The Ghana Revenue Authority (GRA) has announced that the new Value Added Tax (VAT) reforms will take effect from January 1, 2026, following the passage of the VAT Bill, 2025, and its approval by the President.
The reforms represent a major restructuring of Ghana’s tax system, aimed at simplifying VAT administration, consolidating existing tax laws, scrapping the COVID-19 Levy, and improving compliance through increased digitisation. The changes are also designed to promote fairness, support economic growth, and strengthen domestic revenue mobilisation.
According to the GRA, the reforms form part of recommendations from the International Monetary Fund (IMF) to reduce bureaucracy in tax collection and make the system more efficient.
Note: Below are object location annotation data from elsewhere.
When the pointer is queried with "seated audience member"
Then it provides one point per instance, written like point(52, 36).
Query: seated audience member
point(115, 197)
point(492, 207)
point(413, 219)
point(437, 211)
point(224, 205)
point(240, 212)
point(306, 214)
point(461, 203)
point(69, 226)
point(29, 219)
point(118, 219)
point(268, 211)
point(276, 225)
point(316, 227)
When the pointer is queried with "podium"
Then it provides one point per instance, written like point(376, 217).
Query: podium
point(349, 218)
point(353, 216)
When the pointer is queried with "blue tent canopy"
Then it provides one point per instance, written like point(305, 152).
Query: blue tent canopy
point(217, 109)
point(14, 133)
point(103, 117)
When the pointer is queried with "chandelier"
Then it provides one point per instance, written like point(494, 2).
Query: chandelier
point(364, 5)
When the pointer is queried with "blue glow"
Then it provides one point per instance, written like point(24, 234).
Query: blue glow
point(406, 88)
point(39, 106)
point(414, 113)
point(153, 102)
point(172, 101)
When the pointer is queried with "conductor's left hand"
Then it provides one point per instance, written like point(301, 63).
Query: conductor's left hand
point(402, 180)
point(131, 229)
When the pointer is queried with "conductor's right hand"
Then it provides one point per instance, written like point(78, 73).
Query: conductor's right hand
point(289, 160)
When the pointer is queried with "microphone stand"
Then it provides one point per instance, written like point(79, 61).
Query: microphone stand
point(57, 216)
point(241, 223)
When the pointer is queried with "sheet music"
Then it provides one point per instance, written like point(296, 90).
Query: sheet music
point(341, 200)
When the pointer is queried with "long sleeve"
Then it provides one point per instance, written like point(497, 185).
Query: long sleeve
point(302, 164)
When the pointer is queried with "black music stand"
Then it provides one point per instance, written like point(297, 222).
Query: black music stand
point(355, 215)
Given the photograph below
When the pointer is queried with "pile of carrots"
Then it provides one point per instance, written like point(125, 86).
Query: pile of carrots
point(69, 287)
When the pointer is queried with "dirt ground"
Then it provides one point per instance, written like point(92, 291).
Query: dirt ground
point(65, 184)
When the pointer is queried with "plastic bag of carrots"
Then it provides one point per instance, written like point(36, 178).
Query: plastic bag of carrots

Key aspects of the new VAT regime include the unification of the flat-rate system, a reduction in the effective VAT rate, the ability for businesses to deduct GETFund and National Health Insurance Levy (NHIL) payments as input tax, and improved revenue efficiency. The reforms will also rely heavily on digital tools such as the E-VAT system to ensure more accurate and transparent tax collection.
Speaking to journalists, the Commissioner for the Domestic Tax Revenue Division, Dr Martin Kolbil Yamborigya, explained that consumers will now pay a total VAT rate of 20 percent on goods and services, down from the previous effective rate of 21.9 percent.
The GRA says the new system is expected to ease the tax burden on consumers while improving compliance and efficiency across the economy.